# Predicting the value of $n$ for the energy of a wavefunction in the infinite square well by inspection

$$E=\frac{n^2 \pi ^2 \hbar^2}{2ma^2}$$

Is it always possible to tell the value of $n$ by inspecting the shape of the wavefunction in the infinite square well no matter what the value of $a$ is?

Right now, I'm numerically generating a wavefunction. I look at the shape and it has zero nodes (not counting $\psi (0)$ or $\psi(a)$. Can I conclude that this must be the ground state energy? Let's say that I change the value of $a$ to something else. As long as I generate a wavefunction with zero nodes, that wavefunction must have the ground state energy, right?

Take a look at this image: Notice that we can tell which one $n=1$ is simply by counting the nodes. To restate my question - no matter what I change my value of $a$ to, as long as I generate a wavefunction with zero nodes, then that must be the ground state energy, correct?

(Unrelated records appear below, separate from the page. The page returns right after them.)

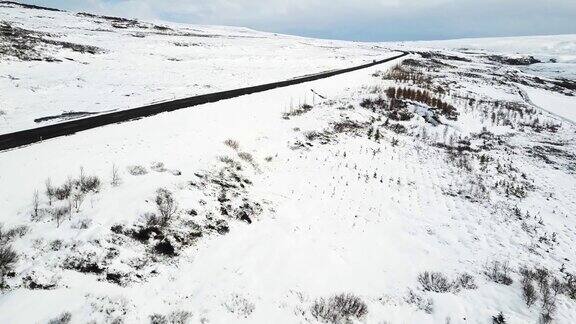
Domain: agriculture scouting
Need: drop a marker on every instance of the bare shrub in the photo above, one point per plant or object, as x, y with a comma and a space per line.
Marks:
115, 181
465, 281
59, 213
88, 184
158, 319
158, 167
499, 319
8, 260
570, 286
498, 272
78, 198
426, 305
549, 291
35, 205
300, 110
64, 191
246, 157
137, 170
434, 281
63, 318
166, 205
232, 144
177, 317
339, 308
49, 191
240, 306
529, 293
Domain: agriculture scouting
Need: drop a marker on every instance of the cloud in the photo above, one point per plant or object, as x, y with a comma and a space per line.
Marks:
354, 19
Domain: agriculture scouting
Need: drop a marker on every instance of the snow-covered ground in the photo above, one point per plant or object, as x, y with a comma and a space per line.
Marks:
137, 63
290, 197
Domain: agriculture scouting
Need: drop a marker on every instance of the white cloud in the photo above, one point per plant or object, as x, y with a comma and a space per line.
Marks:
354, 19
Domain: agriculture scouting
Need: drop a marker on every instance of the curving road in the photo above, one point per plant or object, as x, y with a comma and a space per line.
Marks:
30, 136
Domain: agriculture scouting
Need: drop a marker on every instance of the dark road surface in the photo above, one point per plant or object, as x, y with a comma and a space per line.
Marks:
29, 136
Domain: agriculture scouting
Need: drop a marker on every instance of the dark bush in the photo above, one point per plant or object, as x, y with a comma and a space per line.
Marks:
434, 281
165, 247
499, 319
498, 272
339, 308
8, 260
64, 318
167, 206
465, 281
63, 192
90, 183
528, 292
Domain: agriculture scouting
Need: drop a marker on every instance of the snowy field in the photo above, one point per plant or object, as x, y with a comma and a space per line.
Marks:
78, 63
439, 188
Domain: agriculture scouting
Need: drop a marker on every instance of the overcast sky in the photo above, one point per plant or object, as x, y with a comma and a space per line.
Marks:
362, 20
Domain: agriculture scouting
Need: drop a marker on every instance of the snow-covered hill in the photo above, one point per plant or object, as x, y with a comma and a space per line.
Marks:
57, 62
436, 189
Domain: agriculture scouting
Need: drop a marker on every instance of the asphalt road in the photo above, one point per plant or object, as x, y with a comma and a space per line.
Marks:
30, 136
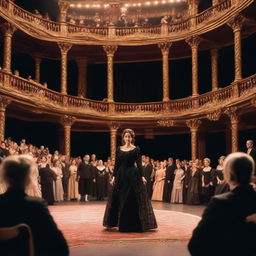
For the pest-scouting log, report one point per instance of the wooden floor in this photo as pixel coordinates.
(154, 248)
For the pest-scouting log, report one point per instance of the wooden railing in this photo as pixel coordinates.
(213, 11)
(49, 99)
(56, 29)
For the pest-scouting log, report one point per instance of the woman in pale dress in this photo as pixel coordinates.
(72, 183)
(34, 188)
(158, 186)
(177, 189)
(57, 185)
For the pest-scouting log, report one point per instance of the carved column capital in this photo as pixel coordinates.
(9, 29)
(193, 41)
(64, 47)
(63, 6)
(67, 120)
(4, 102)
(233, 114)
(110, 50)
(215, 115)
(236, 23)
(165, 47)
(193, 124)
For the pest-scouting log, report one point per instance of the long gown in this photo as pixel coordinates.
(128, 205)
(158, 187)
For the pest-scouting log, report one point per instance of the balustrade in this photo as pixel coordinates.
(38, 92)
(51, 26)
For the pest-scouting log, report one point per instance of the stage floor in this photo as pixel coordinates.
(82, 227)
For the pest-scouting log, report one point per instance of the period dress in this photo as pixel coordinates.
(128, 205)
(158, 187)
(72, 183)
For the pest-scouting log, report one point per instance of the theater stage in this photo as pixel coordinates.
(82, 227)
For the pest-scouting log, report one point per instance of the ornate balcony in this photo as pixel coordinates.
(208, 20)
(34, 94)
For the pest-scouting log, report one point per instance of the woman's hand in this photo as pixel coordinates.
(144, 180)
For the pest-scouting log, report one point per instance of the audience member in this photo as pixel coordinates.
(225, 228)
(17, 207)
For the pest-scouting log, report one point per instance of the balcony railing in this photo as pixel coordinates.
(48, 99)
(46, 28)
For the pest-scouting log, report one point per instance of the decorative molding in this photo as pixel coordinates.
(67, 120)
(215, 115)
(193, 124)
(165, 122)
(110, 50)
(237, 22)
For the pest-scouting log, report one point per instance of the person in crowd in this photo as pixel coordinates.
(72, 182)
(158, 186)
(251, 150)
(66, 175)
(177, 189)
(207, 188)
(221, 185)
(4, 152)
(17, 207)
(168, 182)
(128, 205)
(34, 188)
(101, 178)
(193, 181)
(164, 20)
(57, 185)
(148, 170)
(47, 178)
(85, 176)
(227, 226)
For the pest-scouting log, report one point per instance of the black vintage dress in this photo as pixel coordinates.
(129, 207)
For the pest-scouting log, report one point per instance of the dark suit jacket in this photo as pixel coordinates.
(17, 207)
(223, 229)
(84, 171)
(253, 155)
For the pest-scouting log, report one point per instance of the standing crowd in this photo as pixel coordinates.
(57, 179)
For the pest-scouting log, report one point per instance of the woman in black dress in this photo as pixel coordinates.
(129, 207)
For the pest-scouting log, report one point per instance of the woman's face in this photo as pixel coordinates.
(206, 163)
(127, 138)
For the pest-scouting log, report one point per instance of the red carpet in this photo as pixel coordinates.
(82, 224)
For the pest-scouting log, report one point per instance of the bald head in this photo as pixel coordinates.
(239, 168)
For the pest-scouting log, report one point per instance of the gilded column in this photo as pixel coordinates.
(110, 51)
(214, 66)
(67, 122)
(3, 104)
(63, 7)
(194, 43)
(64, 48)
(82, 77)
(37, 69)
(236, 24)
(8, 33)
(165, 47)
(234, 122)
(113, 132)
(194, 124)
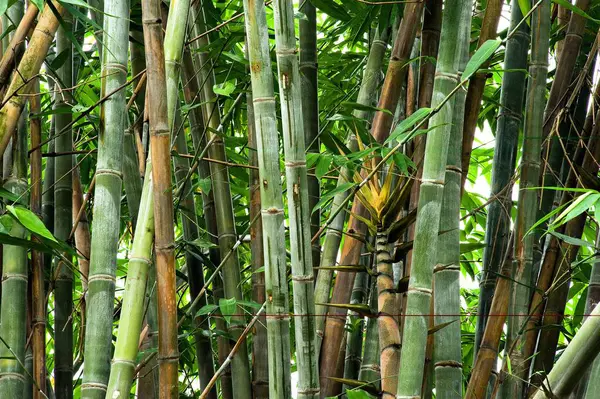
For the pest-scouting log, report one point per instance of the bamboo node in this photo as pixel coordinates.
(101, 277)
(94, 385)
(300, 279)
(448, 363)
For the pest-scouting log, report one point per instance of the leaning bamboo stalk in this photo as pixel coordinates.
(224, 209)
(30, 64)
(310, 109)
(37, 258)
(397, 70)
(489, 26)
(297, 197)
(63, 189)
(454, 37)
(18, 38)
(107, 204)
(333, 236)
(260, 362)
(271, 200)
(520, 293)
(447, 350)
(160, 149)
(575, 359)
(13, 322)
(503, 166)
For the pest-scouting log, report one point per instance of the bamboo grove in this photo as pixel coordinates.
(299, 199)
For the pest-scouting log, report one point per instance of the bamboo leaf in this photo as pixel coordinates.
(331, 8)
(413, 120)
(30, 221)
(228, 308)
(482, 54)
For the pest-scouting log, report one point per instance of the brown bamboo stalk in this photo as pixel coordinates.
(168, 355)
(13, 102)
(397, 71)
(489, 26)
(7, 63)
(37, 258)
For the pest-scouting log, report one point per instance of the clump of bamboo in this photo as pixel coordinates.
(520, 293)
(107, 203)
(271, 200)
(456, 19)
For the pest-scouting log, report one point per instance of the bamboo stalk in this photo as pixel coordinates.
(30, 64)
(63, 189)
(107, 204)
(168, 355)
(333, 236)
(503, 166)
(260, 362)
(13, 322)
(271, 200)
(447, 350)
(298, 201)
(37, 258)
(310, 109)
(520, 293)
(224, 210)
(454, 36)
(489, 26)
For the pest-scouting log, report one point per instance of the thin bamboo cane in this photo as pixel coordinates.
(297, 197)
(503, 166)
(30, 64)
(454, 35)
(37, 258)
(13, 323)
(7, 63)
(260, 365)
(489, 26)
(63, 189)
(446, 273)
(224, 209)
(168, 355)
(107, 204)
(310, 109)
(520, 293)
(271, 200)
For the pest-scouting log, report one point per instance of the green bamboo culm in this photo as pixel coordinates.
(240, 366)
(456, 19)
(63, 198)
(447, 350)
(333, 237)
(520, 293)
(510, 119)
(13, 326)
(132, 310)
(271, 200)
(310, 109)
(107, 203)
(297, 198)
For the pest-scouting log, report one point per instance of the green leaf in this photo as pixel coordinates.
(482, 54)
(331, 8)
(330, 194)
(363, 107)
(225, 88)
(357, 394)
(30, 221)
(206, 309)
(228, 308)
(417, 117)
(569, 6)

• this is a nice question; some easy properties of the solutions are often overlooked. Mar 6, 2017 at 3:02

Yes. One can prove the so-called "oscillatory" theorem, which shows that the number of nodes in the eigenfunctions describing bound states must increase with energy. Thus, if you have an eigenfunction with $0$ nodes, it must be the ground state wavefunction.
I do not know of examples where the number of nodes of eigenfunction number $n+1$ is not exactly one more than eigenfunction number $n$, but I suppose there could be strange examples where the number of nodes of consecutive solutions goes up by $2$.